MLB

Mets’ Young Jr. gets chance to share field with his dad

DENVER — Eric Young Sr. was on his way to Shea Stadium with the Brewers in 2003 when his son broke the news he planned to pursue a professional baseball career.

“Going to a Mets game,” Young Sr. recalled Thursday as he sat next to his son, Eric Jr., at Coors Field before the Mets faced the Rockies.

The elder Young, who played 15 years in the major leagues, is now the Rockies’ first-base coach. His son was absent from the Mets’ starting lineup as manager Terry Collins began juggling his four outfielders, with Juan Lagares back from the disabled list after missing two weeks with a pulled right hamstring.

But Young Jr., a New Brunswick, NJ, native, has been a key contributor in the Mets’ early success, leading the team with 20 runs scored and 12 stolen bases.

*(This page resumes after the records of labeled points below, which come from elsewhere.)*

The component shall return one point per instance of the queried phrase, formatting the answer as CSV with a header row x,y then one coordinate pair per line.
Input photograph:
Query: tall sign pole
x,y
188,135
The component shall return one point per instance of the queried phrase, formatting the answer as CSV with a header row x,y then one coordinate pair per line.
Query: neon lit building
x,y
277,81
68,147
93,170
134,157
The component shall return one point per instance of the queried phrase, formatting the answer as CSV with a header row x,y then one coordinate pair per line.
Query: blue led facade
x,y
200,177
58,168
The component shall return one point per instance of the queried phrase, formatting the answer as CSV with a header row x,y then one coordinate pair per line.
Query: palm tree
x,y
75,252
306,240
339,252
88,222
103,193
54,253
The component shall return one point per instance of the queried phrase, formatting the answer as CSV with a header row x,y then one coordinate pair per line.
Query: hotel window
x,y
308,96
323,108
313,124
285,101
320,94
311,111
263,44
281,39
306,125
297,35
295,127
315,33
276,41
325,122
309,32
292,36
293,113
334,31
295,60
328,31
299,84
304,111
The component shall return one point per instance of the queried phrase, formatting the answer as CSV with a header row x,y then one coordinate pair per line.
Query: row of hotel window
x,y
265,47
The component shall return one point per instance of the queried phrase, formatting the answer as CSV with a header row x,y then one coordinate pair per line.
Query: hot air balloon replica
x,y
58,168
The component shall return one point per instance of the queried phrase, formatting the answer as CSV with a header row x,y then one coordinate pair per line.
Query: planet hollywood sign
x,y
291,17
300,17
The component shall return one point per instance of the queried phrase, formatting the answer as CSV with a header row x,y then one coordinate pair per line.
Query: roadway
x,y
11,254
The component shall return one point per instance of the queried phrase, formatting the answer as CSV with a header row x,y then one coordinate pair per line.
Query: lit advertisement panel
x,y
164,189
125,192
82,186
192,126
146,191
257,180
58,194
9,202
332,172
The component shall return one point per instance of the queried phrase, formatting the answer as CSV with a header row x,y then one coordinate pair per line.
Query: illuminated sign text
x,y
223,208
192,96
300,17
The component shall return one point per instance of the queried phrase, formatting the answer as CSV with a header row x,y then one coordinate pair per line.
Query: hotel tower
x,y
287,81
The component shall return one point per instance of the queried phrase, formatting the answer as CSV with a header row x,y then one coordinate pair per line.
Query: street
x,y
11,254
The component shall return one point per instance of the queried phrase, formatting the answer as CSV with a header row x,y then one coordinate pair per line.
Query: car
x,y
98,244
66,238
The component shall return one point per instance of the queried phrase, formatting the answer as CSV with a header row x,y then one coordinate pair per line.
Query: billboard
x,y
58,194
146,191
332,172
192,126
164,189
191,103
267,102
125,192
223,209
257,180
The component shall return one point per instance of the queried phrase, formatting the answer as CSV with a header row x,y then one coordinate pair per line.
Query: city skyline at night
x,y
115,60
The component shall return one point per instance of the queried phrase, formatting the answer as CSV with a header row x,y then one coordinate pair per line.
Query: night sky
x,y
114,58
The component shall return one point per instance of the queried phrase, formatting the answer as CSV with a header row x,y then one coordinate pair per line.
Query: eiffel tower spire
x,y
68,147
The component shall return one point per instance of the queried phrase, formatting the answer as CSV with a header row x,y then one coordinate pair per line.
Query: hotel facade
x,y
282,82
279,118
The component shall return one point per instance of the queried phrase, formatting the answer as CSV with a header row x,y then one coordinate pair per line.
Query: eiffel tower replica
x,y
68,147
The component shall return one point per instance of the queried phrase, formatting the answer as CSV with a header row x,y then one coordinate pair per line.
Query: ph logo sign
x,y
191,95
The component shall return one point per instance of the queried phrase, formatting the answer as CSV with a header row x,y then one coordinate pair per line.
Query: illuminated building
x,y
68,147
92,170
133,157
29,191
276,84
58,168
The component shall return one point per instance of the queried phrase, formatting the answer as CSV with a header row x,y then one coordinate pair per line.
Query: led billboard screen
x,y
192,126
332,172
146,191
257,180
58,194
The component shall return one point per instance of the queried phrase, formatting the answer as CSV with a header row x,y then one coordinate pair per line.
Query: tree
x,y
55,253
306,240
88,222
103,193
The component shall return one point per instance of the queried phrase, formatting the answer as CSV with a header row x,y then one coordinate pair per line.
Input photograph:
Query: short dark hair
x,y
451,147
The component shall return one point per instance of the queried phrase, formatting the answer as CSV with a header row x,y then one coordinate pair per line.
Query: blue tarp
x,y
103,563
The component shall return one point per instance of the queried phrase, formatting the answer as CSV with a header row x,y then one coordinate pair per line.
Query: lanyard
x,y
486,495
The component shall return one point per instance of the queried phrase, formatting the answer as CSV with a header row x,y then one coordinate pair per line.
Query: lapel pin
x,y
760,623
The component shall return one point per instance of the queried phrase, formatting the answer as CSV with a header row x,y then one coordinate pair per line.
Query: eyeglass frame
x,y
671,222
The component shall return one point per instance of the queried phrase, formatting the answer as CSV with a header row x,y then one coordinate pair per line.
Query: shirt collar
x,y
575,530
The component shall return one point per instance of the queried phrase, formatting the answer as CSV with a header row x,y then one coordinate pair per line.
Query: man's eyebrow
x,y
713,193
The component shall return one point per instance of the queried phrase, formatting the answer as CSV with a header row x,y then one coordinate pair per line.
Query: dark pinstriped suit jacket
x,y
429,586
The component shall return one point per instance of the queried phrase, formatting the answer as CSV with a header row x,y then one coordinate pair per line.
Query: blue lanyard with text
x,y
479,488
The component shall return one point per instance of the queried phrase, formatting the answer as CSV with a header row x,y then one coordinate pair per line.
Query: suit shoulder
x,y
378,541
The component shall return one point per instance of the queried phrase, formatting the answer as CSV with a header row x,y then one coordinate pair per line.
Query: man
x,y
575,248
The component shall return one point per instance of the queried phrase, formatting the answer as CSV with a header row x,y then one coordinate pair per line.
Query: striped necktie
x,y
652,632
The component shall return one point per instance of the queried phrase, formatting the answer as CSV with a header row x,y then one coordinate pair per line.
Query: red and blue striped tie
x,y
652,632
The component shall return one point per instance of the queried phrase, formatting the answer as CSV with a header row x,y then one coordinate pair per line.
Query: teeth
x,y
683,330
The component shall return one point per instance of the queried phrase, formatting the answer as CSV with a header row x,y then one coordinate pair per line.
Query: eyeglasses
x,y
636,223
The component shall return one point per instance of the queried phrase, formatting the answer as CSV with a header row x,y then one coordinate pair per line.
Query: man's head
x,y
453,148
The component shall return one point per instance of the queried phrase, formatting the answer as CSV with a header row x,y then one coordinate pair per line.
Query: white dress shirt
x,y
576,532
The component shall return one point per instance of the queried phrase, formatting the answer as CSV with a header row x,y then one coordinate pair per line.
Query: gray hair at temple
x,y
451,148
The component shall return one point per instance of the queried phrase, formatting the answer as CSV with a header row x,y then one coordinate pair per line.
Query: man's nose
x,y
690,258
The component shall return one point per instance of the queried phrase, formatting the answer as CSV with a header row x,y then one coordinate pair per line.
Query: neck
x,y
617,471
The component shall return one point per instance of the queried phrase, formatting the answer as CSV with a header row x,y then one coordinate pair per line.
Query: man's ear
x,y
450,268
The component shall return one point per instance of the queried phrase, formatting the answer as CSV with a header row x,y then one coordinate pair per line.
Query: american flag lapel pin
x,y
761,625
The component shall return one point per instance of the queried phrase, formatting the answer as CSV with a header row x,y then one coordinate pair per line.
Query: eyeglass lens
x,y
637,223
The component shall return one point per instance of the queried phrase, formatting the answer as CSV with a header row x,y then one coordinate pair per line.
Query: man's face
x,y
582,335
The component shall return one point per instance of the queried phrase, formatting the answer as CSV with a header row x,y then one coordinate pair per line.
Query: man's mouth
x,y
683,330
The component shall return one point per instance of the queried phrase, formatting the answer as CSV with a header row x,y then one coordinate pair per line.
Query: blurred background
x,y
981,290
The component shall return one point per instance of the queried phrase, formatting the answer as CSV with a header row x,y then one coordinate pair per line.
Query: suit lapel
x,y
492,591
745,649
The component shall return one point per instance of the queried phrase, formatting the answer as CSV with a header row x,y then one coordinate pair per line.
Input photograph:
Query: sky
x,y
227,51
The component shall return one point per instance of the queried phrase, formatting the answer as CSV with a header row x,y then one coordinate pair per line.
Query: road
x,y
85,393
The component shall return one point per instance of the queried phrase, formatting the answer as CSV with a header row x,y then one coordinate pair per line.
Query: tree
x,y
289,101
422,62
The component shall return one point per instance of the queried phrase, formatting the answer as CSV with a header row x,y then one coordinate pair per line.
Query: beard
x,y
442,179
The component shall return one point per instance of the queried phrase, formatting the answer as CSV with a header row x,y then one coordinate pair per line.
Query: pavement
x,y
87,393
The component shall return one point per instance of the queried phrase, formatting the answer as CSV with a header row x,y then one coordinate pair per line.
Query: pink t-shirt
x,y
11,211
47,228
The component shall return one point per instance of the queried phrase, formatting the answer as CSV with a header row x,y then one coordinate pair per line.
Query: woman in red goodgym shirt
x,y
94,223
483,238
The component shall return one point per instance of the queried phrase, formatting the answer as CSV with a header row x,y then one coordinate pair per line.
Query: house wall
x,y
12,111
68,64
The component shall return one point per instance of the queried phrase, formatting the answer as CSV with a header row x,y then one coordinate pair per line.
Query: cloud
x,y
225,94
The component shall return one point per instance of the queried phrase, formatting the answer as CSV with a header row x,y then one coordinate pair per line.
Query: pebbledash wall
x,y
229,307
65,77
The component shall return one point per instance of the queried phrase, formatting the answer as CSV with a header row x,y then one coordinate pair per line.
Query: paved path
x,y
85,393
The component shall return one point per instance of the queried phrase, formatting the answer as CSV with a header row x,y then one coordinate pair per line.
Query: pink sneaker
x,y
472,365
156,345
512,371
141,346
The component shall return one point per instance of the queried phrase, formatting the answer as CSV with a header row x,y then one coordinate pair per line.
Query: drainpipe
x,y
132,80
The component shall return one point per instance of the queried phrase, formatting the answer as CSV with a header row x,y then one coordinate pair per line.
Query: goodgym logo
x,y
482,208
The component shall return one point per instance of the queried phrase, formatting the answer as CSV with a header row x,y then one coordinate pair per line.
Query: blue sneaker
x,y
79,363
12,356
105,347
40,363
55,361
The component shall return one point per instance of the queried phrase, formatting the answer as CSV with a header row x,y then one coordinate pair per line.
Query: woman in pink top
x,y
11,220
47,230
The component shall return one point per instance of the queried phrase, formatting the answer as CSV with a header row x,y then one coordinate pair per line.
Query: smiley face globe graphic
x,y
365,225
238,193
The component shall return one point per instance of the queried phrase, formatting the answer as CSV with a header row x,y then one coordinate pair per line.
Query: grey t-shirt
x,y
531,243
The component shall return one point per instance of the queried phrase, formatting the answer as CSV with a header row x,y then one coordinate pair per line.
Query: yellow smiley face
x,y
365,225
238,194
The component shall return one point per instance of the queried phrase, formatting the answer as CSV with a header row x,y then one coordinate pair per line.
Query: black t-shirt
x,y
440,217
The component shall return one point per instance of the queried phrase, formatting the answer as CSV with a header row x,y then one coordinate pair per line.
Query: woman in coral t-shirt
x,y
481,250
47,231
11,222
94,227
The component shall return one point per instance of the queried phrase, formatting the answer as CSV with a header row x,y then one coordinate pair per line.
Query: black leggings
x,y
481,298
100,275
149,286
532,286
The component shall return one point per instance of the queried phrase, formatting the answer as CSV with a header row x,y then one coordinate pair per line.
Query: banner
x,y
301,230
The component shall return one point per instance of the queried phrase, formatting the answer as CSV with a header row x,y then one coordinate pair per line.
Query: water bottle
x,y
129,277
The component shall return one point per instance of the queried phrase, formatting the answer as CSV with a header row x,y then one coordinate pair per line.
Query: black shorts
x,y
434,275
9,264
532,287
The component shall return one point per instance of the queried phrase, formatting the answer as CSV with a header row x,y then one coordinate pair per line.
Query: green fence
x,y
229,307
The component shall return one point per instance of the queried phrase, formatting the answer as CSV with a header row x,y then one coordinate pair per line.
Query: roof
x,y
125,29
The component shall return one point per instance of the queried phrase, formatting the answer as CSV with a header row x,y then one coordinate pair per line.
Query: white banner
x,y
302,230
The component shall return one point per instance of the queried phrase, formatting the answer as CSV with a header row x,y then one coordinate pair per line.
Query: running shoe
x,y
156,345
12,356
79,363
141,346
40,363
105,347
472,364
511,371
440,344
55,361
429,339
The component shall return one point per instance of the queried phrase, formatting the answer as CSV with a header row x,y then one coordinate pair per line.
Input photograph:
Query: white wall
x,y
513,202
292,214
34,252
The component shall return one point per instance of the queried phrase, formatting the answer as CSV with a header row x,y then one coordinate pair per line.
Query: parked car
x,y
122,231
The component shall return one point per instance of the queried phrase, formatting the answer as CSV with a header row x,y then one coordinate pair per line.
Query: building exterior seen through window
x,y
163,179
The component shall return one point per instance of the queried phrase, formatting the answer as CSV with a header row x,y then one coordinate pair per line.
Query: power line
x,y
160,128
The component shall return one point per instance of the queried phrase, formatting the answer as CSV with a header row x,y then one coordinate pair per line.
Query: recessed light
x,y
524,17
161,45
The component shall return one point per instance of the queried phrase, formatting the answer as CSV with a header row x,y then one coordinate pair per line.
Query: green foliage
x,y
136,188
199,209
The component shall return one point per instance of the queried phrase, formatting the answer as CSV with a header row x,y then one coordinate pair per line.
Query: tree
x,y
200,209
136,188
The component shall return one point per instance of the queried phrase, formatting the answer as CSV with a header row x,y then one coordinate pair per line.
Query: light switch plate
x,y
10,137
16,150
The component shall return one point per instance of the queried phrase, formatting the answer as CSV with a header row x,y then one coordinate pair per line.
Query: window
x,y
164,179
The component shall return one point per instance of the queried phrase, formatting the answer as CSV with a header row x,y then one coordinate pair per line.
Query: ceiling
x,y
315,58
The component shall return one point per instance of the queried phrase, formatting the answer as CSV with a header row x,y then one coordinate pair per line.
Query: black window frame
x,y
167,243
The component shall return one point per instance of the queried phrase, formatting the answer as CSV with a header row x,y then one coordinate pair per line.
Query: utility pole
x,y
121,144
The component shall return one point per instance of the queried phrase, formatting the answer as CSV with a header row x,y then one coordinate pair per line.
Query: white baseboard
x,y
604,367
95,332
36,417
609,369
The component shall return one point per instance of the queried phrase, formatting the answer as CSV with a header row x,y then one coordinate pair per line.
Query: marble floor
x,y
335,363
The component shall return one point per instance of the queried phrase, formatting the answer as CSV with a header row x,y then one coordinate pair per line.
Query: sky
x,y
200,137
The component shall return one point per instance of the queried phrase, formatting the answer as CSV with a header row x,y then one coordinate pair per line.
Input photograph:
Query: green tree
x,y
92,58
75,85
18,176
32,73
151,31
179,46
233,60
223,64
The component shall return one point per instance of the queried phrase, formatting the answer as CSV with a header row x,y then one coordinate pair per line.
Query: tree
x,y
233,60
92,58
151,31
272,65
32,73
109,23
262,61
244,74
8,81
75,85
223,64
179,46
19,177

And he’s having the kind of career his dad, who played at Rutgers, envisioned when Young Jr. told him on the trip to Shea Stadium that day 11 years ago he would sign with the Rockies as a 30th-round draft pick, instead of accepting a football scholarship to play cornerback at Villanova.

“I think every dad would love for their kid to do the same thing that they do and be able to talk about the same things, and to be on the same field,” Young Sr. said.

The two realized a dream of sorts during spring training 2006, when they played two exhibition games against each other. Young Jr. was still on his way up through the Rockies’ system, and his dad, then with the Padres, would soon call it quits with 465 career stolen bases.

Even if it wasn’t Ken Griffey Sr. and Jr. participating in the same major league game with the Mariners, the two exhibition games will never be forgotten by father and son.

“For [Senior] being on defense and hearing my name called up to the plate and I’m walking up and he’s like, ‘This kid that came in hanging with daddy the whole time, here he is in the same lineup playing in the same game,’ ” Young Jr. said. “I can only imagine what was going through his head, but for me having my hero and my idol out there on the field — and then he’s got to go catch my ball — so those two moments right there were special.”

Young Sr. planned to excuse himself from the Rockies’ pregame meeting at the first mention of his son’s name. The last thing he wanted to be asked about was the best way to pitch Eric Jr.

But the Rockies already have a good idea what Young Jr. is all about: He spent parts of five seasons with the club before he was traded to the Mets last June 18 for Collin McHugh.

The elder Young played for the Rockies from the franchise’s inception in 1993 and remained with the team through 1997.

“The 1993 Opening Day was New York and the Rockies, so I knew I wanted to put on one of the uniforms and I got to put on both of them,” Young Jr. said. “It’s funny how things happen. But everything happens for a reason.”

Young Sr. recalls the discussion he had with his son after the 2003 draft as one of the first “man-to-man” talks they had.

“I had to see where his heart was as far as which sport he wanted to do,” Young Sr. said. “He made the statement, ‘I want to be a major league baseball player,’ and took the necessary steps to go in that direction.”